Les Mis tells the story of one Jean Valjean (played by Hugh Jackman), who, after serving a nearly twenty year sentence for selflessly stealing a loaf of bread, breaks his parole to begin a new life. When a young child, Cosette (Amanda Seyfried), is orphaned, he sees caring for her as a chance to make amends for his past sins, and decides to do so even while he is hunted by the ruthless inspector Javert (Russell Crowe), and while the June Rebellion looms in the horizon.

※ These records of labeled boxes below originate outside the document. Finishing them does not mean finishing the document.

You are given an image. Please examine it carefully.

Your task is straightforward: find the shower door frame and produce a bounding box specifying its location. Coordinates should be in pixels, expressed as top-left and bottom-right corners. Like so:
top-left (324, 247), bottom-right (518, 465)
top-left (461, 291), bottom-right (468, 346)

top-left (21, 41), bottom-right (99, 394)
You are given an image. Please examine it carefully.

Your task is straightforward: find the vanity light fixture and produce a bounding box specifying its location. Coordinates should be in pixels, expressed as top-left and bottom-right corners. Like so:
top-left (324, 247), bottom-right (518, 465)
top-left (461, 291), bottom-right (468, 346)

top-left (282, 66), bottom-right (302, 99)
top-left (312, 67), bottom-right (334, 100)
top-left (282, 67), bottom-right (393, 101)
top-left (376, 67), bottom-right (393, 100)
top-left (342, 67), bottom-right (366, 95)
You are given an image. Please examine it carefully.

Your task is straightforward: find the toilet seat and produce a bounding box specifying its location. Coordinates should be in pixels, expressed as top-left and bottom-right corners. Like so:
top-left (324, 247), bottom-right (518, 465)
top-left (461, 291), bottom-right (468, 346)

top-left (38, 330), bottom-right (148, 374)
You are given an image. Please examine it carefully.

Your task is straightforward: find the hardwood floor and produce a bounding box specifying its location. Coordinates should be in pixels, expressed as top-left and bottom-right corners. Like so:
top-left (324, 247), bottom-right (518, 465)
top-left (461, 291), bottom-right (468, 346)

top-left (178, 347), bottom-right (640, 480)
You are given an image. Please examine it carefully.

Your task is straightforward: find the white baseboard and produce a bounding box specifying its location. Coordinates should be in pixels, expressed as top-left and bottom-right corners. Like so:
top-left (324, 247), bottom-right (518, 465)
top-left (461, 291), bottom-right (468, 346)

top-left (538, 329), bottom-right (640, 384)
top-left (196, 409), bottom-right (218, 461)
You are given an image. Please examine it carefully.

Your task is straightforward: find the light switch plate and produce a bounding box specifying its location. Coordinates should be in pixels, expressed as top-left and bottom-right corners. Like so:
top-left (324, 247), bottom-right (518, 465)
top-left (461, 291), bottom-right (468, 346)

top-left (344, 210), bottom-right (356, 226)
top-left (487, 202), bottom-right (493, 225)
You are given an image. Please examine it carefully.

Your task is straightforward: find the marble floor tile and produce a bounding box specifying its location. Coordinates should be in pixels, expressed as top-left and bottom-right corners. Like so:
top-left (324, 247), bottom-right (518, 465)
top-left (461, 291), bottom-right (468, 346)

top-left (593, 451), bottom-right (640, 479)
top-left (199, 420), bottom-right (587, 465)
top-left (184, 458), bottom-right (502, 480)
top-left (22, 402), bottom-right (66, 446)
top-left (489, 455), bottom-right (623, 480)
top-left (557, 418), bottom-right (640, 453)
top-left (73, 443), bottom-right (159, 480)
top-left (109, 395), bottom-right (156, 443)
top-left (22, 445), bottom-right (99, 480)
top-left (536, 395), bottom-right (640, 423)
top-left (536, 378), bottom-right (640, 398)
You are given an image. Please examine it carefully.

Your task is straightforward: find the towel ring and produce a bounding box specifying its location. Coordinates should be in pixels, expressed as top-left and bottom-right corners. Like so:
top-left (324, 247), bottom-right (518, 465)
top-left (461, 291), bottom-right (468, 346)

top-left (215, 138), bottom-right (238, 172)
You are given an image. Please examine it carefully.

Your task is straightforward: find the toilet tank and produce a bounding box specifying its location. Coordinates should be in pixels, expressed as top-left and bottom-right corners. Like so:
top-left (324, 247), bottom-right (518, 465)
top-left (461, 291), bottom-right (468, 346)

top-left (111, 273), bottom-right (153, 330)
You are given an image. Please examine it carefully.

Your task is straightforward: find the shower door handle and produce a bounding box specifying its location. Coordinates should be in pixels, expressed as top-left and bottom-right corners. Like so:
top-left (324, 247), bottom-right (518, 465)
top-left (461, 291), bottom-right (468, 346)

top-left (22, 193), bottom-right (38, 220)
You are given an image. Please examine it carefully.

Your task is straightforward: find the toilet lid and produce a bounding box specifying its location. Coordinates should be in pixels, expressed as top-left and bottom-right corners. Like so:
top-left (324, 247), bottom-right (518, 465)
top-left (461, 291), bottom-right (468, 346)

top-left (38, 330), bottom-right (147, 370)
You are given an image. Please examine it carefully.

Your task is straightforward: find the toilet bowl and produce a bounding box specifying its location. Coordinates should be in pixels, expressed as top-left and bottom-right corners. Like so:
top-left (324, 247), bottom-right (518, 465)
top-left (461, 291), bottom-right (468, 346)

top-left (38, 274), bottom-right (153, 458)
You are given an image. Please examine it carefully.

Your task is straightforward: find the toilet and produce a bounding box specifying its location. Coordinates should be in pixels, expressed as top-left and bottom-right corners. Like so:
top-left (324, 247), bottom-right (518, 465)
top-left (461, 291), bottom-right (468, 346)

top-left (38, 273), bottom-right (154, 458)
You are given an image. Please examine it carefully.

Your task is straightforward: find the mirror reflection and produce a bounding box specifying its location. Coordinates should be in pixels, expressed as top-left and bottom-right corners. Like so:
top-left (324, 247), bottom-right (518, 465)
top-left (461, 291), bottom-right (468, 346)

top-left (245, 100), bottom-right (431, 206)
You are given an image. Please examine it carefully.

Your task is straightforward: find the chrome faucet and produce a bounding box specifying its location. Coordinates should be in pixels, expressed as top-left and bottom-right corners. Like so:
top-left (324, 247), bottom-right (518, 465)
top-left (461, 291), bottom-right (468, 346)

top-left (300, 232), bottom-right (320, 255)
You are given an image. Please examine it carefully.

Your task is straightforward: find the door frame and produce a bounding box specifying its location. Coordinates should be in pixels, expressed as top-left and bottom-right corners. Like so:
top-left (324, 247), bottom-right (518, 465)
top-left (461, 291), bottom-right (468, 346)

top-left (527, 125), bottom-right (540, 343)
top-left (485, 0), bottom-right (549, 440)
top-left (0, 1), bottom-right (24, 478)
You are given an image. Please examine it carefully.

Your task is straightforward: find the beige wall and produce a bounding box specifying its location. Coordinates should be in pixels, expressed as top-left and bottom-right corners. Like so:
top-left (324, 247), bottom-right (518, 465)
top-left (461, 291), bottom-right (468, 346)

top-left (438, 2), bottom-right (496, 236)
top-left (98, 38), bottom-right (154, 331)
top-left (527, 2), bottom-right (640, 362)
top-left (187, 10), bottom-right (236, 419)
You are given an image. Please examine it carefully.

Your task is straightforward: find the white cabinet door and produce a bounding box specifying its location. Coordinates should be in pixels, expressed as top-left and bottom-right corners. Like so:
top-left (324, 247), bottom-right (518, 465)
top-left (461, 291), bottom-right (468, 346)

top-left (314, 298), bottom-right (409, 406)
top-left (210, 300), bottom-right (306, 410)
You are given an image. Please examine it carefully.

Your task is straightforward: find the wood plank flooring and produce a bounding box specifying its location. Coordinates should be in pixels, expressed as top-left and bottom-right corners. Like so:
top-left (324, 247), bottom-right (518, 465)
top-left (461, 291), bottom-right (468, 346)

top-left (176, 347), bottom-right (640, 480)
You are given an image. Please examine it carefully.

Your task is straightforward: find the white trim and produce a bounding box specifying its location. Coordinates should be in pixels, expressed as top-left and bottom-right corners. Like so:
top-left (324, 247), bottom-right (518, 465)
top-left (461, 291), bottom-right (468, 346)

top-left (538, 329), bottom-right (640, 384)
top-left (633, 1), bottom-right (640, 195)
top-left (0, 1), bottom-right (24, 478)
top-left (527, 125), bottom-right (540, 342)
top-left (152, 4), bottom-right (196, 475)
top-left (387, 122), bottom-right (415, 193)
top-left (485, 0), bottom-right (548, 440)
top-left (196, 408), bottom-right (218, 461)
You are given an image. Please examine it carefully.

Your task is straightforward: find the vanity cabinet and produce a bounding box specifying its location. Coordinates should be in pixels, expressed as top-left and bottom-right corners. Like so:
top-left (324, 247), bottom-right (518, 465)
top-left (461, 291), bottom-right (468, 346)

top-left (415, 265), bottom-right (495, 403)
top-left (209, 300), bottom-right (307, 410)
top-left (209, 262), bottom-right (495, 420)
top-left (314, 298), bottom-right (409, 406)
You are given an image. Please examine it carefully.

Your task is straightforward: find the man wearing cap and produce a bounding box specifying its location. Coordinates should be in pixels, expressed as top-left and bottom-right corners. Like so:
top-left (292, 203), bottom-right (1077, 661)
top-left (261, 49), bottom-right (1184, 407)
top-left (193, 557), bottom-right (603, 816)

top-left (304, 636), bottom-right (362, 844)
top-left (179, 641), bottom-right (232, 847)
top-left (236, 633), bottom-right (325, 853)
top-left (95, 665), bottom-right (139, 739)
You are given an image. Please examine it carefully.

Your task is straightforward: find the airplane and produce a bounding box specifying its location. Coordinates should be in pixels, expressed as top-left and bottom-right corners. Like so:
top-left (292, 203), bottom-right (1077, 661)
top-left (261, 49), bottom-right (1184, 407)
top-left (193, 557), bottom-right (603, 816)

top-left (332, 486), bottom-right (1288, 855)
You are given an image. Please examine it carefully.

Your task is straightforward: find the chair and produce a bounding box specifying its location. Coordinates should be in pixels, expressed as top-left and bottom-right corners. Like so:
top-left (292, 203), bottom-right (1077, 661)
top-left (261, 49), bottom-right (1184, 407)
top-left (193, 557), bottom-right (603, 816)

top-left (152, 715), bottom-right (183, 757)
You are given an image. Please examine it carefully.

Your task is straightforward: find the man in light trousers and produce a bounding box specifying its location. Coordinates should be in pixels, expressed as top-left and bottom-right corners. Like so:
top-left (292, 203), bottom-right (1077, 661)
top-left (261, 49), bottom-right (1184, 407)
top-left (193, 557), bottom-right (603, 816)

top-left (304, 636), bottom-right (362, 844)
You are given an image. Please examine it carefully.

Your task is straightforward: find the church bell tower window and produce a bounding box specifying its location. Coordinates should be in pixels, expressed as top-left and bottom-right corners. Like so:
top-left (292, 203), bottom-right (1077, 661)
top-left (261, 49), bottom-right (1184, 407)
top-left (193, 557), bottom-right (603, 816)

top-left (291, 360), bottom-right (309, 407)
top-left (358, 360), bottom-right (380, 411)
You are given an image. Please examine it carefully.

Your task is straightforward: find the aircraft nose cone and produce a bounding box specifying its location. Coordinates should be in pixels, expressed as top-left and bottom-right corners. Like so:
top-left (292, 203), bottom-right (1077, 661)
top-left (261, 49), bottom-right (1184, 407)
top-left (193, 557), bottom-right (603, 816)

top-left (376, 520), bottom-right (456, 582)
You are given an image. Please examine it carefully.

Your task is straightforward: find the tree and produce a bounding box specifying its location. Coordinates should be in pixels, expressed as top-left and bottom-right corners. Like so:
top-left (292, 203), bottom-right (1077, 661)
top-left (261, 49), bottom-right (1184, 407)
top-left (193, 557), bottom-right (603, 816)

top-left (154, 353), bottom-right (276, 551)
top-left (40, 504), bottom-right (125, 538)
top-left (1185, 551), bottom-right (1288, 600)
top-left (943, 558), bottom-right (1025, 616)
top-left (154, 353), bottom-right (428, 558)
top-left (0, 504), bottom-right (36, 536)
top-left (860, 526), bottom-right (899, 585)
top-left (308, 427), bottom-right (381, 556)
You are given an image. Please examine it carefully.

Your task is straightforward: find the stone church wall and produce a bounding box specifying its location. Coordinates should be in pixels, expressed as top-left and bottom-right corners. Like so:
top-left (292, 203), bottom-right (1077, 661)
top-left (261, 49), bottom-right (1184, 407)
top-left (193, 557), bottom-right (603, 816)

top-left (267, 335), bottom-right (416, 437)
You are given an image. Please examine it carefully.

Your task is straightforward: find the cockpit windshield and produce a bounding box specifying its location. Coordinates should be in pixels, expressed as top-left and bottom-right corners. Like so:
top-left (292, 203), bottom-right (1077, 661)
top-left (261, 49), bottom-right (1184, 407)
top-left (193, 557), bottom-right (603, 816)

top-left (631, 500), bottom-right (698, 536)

The two biggest characters here are obviously Valjean and Javert, both of whom have their own intertwining character arcs throughout the film. There is an assortment of other characters too, some more memorable than others; but ultimately, however interesting they may appear to be on paper, the film fails to make them compelling enough, or give enough time to their characterizations to truly sympathize with them or their situations. To compensate for this, the film panders to the audience, wrenching out any and all emotion they can, mostly through the, admittedly well performed, classic songs (I have to admit that a couple scenes got to me). The reason for the lack of well spent time is the most glaring sin of the film: its ambition.
Every scene in Les Misérables is sung. You could count the number of lines spoken normally on a single hand. One may defend this by stating that that is the purpose of a musical, but unfortunately, the movie is strangled by overly indulging in its own genre, while somehow also failing to take advantage of it at the same time. Due to the fact that every line is sung, scenes move along somewhat briskly, and too many lines are expository ones, feeding information to the audience. This is of course one of the cardinal sins of film. Being a visual medium, it is of utmost importance to show, not to tell. However, the film meets another wall here as well. As good as the production value may be, you are rarely, if ever, given a chance to truly appreciate the sets and costumes due to the fact that a good three-fourths of the shots are focused on the primary singer’s face, and little else. Presumably this is due to the fact that the singing is performed live, and so to maintain satisfactory quality, the camera and mike must be near the actor at all times. The limitations here are evident, and the film can be a bore to watch consequently.
Les Misérables is an admirable film, because one thing you cannot say about it is that the production team did not try. No one phones in a performance, and the aspirations of the director are clear to see. Alas this is the ultimate folly of the movie. As a musical it fails because it does not take advantage of the liberties that the genre provides. The shots are boring and lifeless rather than extravagant and fantastical, and the characters, who are indeed the heart of this story, are never truly brought to life, leaving the overall film with a whimpering pulse that soon gives out.